И солнце взойдет (СИ)
Желтоватые глаза тем временем задержались на выбившихся из прически тонких прядках, посмотрели на чуть скособоченный костюм и долгую секунду гипнотизировали проклятые «вишенки», дабы в следующий момент взметнуться вверх. И господи, столько насмешки Рене еще никогда не видела.
— Мне плевать, делала ли ты это раньше. Плевать страшно или нет. Плевать, если сейчас пробьешь пол головой. Ты не поняла мои слова, так я повторю их снова: проваливай. А нет, то ты знаешь правила…
— Никаких споров, — едва слышно произнесла Рене. Ну а доктор Ланг помолчал, прежде чем неожиданно насмешливо протянул.

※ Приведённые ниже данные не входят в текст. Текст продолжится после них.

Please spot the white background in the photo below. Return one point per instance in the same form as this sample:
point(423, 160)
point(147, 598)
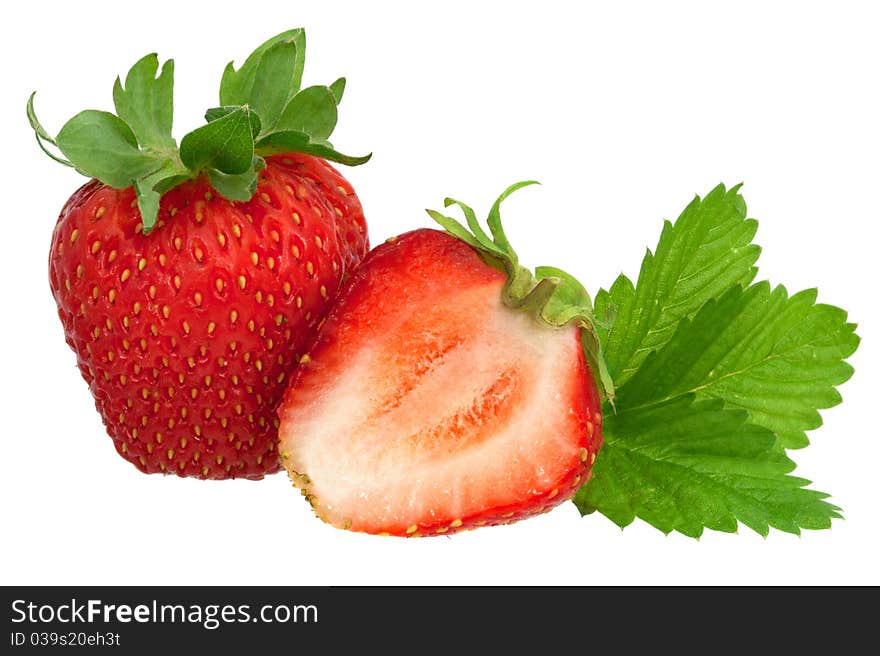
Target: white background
point(623, 110)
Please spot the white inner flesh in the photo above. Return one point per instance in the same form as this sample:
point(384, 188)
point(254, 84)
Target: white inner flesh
point(358, 469)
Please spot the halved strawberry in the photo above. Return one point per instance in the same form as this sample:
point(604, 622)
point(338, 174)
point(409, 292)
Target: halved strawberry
point(442, 393)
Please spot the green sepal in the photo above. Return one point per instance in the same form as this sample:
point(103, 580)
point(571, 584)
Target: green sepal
point(312, 111)
point(219, 112)
point(292, 141)
point(238, 187)
point(146, 102)
point(261, 104)
point(549, 294)
point(40, 133)
point(225, 144)
point(151, 187)
point(338, 88)
point(238, 87)
point(101, 145)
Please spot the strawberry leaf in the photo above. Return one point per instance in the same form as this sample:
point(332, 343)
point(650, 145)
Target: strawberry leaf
point(225, 144)
point(777, 356)
point(146, 103)
point(136, 147)
point(103, 146)
point(292, 141)
point(550, 294)
point(278, 72)
point(311, 111)
point(685, 465)
point(707, 250)
point(241, 186)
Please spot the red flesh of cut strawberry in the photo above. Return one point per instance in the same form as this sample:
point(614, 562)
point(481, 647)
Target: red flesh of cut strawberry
point(426, 406)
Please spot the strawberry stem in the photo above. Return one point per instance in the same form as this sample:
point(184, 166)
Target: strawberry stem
point(549, 294)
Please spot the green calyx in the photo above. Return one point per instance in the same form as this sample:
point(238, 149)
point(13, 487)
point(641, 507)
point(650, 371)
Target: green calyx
point(549, 294)
point(263, 111)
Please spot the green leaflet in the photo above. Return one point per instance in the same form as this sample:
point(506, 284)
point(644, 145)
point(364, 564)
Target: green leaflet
point(714, 380)
point(146, 103)
point(758, 349)
point(685, 465)
point(225, 144)
point(102, 146)
point(706, 251)
point(550, 294)
point(263, 112)
point(238, 87)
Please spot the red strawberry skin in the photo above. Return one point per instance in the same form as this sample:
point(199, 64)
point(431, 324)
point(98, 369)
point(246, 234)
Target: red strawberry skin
point(186, 336)
point(426, 407)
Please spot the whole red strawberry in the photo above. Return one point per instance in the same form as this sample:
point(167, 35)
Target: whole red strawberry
point(448, 388)
point(188, 280)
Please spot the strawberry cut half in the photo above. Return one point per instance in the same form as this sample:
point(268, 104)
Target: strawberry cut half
point(433, 400)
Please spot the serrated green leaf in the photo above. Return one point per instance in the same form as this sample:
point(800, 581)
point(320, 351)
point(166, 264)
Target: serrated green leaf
point(225, 144)
point(686, 465)
point(312, 111)
point(241, 87)
point(705, 252)
point(149, 190)
point(146, 102)
point(271, 90)
point(40, 133)
point(101, 145)
point(338, 89)
point(292, 141)
point(239, 187)
point(778, 357)
point(219, 112)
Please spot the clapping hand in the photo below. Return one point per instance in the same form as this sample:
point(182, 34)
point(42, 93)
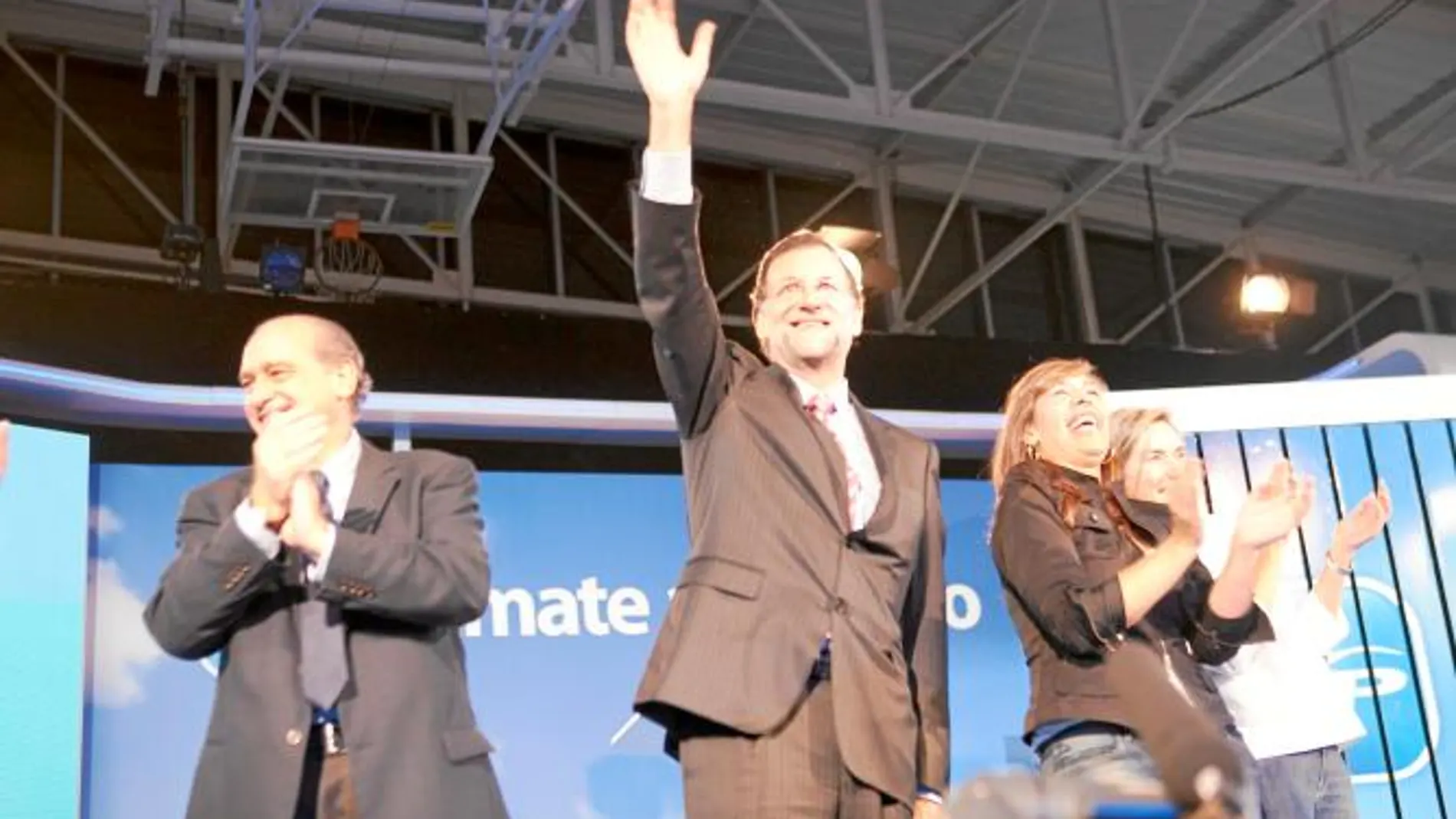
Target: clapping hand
point(1360, 524)
point(284, 450)
point(306, 526)
point(1273, 509)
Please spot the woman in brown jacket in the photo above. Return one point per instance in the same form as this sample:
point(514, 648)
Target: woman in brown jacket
point(1084, 569)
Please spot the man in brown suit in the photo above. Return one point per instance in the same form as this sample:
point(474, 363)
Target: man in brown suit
point(801, 667)
point(334, 578)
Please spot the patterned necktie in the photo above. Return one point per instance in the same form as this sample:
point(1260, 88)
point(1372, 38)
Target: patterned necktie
point(823, 408)
point(323, 665)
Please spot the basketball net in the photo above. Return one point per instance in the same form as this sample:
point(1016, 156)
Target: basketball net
point(346, 255)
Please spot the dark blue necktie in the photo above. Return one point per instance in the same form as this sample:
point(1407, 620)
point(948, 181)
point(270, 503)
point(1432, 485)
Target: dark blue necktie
point(323, 665)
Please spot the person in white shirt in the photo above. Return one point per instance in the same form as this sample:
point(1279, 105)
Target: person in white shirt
point(1294, 712)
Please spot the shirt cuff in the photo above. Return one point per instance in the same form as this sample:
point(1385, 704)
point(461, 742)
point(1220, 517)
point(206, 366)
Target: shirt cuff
point(667, 176)
point(254, 526)
point(320, 566)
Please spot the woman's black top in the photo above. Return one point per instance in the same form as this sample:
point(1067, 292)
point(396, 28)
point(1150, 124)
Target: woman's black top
point(1061, 584)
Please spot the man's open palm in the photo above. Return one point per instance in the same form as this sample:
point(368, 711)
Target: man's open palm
point(669, 74)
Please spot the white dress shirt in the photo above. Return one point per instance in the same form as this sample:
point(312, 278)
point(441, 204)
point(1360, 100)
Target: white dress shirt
point(339, 470)
point(844, 424)
point(1283, 694)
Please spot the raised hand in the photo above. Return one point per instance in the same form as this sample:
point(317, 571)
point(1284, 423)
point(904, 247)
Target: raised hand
point(1274, 508)
point(284, 450)
point(1362, 524)
point(669, 76)
point(1185, 501)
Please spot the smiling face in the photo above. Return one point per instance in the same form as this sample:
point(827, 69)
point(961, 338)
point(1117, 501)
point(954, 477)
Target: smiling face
point(1069, 424)
point(1155, 459)
point(1054, 412)
point(808, 310)
point(284, 373)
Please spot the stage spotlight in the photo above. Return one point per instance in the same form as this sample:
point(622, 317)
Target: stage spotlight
point(281, 268)
point(182, 244)
point(1264, 294)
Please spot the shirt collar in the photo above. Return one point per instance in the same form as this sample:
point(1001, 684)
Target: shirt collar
point(344, 463)
point(838, 393)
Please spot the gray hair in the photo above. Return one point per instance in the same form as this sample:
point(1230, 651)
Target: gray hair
point(334, 345)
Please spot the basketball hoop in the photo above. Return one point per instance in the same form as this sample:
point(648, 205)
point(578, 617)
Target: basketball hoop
point(346, 228)
point(347, 265)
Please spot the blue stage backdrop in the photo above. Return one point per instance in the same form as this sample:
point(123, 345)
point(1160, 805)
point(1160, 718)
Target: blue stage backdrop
point(582, 574)
point(43, 623)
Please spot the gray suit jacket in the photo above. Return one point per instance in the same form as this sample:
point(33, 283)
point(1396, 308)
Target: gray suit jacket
point(408, 569)
point(773, 563)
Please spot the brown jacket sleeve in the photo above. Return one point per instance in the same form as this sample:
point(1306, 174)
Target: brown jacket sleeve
point(925, 642)
point(677, 303)
point(1038, 565)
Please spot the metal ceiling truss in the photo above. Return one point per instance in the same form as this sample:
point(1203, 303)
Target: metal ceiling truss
point(529, 63)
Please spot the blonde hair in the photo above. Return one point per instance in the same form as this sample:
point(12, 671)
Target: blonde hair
point(1021, 402)
point(1127, 430)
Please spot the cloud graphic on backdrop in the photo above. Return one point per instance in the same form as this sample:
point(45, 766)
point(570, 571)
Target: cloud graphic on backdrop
point(103, 521)
point(121, 645)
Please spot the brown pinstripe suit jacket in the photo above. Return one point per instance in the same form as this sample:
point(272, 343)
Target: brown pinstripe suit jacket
point(773, 563)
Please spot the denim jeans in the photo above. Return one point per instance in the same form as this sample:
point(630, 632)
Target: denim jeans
point(1312, 785)
point(1119, 764)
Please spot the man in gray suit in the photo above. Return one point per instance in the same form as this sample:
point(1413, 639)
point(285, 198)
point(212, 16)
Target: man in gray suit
point(801, 667)
point(334, 578)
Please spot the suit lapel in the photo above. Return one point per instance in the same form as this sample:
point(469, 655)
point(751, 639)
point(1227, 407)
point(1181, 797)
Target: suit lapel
point(375, 485)
point(810, 447)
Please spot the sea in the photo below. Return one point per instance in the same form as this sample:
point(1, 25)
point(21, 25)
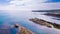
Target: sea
point(9, 17)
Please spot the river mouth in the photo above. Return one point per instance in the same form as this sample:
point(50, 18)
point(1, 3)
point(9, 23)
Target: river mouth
point(22, 18)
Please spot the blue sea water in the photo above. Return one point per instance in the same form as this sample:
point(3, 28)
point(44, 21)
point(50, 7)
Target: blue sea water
point(22, 18)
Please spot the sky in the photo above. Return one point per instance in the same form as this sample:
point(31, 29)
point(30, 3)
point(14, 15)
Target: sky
point(29, 4)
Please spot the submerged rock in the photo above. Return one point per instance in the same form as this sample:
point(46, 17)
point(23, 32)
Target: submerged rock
point(23, 30)
point(45, 23)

— А ты, оказывается, послушная.
Боже… Боже-боже-боже. Они знакомы всего сутки, а ей уже хотелось кричать от собственного бессилия. Но вместо этого Рене лишь скованно улыбнулась. Что бы ни случилось, она не поддастся на чужие эмоции, не станет отвечать раздражением на откровенную злость. И видимо, поняв это, Ланг снова хмыкнул, а затем внезапно локтем толкнул ей коробку со стерильным пластырем и отвернулся, чтобы плечом открыть дверь в операционную.
— Почему мы? — Вопрос вырвался сам. Рене не хотела его задавать, боясь выдать собственный страх. Однако, заметив, что доктор Ланг остановился, пояснила: — В скорой достаточно прекрасных врачей. Но в итоге именно мы бросаем нашего пациента и мчимся к другому. Почему?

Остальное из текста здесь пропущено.